O Irã vive uma onda de protestos desde o mês de setembro de 2022, após a prisão e morte da garota curda Mahsa Amini, de 22 anos, pela polícia da moralidade, acusada de usar o véu islâmico de forma inadequada. Para entender melhor a intensidade dos protestos e a coragem das mulheres iranianas de enfrentar o governo dos aiatolás, resgata-se a obra Persépolis, uma História em Quadrinhos (HQ), de Marjane Satrapi.


Contexto geopolítico


O Irã, localizado na região do Golfo Pérsico, é um país estrategicamente muito relevante na política internacional, por ser um grande produtor de petróleo e por ter uma indústria armamentista expressiva.
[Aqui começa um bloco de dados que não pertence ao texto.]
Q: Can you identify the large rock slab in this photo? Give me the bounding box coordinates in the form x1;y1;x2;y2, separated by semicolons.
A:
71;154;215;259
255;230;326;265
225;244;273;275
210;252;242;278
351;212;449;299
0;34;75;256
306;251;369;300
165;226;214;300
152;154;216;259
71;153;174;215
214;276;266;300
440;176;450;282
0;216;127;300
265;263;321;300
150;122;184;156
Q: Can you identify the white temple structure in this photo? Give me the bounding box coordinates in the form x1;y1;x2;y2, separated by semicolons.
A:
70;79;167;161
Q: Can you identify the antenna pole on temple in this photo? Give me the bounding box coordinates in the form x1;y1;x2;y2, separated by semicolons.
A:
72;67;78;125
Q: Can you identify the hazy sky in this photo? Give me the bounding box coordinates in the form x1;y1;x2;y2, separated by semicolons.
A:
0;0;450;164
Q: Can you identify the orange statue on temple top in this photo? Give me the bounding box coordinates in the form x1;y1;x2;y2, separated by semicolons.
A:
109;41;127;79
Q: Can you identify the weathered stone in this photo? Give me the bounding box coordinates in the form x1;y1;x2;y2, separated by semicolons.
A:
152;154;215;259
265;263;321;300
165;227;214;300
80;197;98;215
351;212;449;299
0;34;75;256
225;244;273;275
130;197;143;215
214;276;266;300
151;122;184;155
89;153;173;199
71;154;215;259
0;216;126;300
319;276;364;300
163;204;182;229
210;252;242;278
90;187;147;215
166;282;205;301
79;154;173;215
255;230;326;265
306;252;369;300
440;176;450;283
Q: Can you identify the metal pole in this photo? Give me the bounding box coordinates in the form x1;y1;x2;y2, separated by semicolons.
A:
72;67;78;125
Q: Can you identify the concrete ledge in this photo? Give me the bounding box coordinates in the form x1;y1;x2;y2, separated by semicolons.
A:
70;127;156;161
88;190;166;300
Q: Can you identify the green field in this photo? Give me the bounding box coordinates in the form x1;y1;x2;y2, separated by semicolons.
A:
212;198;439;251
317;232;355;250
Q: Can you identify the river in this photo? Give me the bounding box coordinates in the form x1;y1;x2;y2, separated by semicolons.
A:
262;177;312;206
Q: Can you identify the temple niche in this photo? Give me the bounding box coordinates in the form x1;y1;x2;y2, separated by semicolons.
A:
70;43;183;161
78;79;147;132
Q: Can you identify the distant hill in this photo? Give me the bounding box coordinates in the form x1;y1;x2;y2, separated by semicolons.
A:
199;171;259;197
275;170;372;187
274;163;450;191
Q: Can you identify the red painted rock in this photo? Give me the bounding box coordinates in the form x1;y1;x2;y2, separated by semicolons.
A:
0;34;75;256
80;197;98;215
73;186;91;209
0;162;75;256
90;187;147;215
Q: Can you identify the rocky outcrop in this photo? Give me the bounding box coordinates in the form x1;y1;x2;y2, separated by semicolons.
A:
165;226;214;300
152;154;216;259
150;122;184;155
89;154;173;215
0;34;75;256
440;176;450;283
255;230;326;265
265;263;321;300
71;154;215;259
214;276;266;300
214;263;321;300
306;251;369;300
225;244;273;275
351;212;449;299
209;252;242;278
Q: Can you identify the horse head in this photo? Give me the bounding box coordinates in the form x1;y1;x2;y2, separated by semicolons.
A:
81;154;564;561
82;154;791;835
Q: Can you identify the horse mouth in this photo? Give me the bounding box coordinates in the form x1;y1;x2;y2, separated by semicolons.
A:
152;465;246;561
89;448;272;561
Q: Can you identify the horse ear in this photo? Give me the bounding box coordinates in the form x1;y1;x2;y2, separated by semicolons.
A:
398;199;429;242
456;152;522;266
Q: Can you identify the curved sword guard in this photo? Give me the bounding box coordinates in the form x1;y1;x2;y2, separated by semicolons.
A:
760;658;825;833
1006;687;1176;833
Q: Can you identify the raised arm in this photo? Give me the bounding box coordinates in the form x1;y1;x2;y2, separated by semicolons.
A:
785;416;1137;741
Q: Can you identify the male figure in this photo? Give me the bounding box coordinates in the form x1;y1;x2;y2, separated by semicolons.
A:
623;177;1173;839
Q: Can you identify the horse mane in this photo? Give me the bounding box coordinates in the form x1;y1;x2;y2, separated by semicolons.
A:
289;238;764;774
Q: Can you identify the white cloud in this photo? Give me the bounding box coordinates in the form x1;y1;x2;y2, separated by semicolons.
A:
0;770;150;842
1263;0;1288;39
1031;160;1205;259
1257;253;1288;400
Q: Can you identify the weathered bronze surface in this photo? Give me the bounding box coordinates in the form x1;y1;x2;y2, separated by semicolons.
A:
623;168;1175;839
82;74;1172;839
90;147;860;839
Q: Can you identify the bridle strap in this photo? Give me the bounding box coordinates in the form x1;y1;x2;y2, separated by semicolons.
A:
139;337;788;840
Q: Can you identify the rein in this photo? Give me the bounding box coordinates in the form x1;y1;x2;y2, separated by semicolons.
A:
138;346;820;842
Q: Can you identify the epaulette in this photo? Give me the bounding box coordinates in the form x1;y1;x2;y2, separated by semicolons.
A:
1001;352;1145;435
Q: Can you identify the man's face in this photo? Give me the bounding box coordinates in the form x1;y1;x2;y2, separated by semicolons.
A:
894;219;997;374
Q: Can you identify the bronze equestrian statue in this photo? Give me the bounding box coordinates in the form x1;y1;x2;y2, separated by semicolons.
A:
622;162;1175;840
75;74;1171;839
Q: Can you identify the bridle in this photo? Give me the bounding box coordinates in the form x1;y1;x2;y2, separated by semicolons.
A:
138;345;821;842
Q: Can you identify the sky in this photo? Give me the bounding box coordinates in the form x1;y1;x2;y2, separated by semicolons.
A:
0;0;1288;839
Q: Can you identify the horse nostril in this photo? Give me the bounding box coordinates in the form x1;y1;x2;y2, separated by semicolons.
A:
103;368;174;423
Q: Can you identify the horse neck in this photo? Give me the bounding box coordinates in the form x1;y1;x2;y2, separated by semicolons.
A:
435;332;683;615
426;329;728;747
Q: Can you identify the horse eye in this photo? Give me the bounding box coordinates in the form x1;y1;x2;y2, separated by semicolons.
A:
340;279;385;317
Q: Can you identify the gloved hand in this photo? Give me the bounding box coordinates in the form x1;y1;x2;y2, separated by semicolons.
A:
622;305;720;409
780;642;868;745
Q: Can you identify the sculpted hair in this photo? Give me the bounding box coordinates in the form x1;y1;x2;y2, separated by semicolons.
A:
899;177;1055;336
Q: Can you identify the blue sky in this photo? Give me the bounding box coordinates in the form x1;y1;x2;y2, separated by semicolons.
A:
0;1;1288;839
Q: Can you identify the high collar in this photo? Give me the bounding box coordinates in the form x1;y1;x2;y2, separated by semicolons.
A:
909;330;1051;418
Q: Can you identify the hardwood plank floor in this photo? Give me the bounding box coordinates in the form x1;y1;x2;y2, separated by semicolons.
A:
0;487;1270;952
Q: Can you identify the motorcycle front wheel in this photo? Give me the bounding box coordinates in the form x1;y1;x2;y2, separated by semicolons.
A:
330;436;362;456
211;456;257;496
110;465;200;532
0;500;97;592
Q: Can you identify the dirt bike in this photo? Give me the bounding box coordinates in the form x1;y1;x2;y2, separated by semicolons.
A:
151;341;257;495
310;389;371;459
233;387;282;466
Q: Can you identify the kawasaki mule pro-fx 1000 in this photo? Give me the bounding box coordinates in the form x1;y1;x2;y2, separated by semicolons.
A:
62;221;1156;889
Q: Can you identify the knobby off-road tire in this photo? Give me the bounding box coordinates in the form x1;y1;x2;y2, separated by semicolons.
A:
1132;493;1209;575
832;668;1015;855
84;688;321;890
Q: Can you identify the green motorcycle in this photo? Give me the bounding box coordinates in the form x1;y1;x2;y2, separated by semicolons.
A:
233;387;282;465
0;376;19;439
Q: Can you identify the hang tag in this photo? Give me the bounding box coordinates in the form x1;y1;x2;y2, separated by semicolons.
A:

Alicerçado numa cultura de mais de 3 mil anos, hoje o país é governado com mãos de ferro pelos aiatolás, tendo sua autoridade máxima reconhecida pelo líder supremo Ali Khamenei. Profundamente policialesco, o Estado iraniano conta com vários braços armados, dentre eles está a Guarda Revolucionária do Irã, que responde diretamente ao líder supremo e tem o papel de manter a lei e a ordem.


Em uma foto disponibilizada por seu escritório em junho, o aiatolá Ali Khamenei foi fotografado em uma cerimônia em Teerã, posando ao lado de um quadro do seu antecessor, Ruhollah Khomeini. Foto:  NY Times.
Em uma foto disponibilizada por seu escritório em junho, o aiatolá Ali Khamenei foi fotografado em uma cerimônia em Teerã, posando ao lado de um quadro do seu antecessor, Ruhollah Khomeini. Foto: NY Times.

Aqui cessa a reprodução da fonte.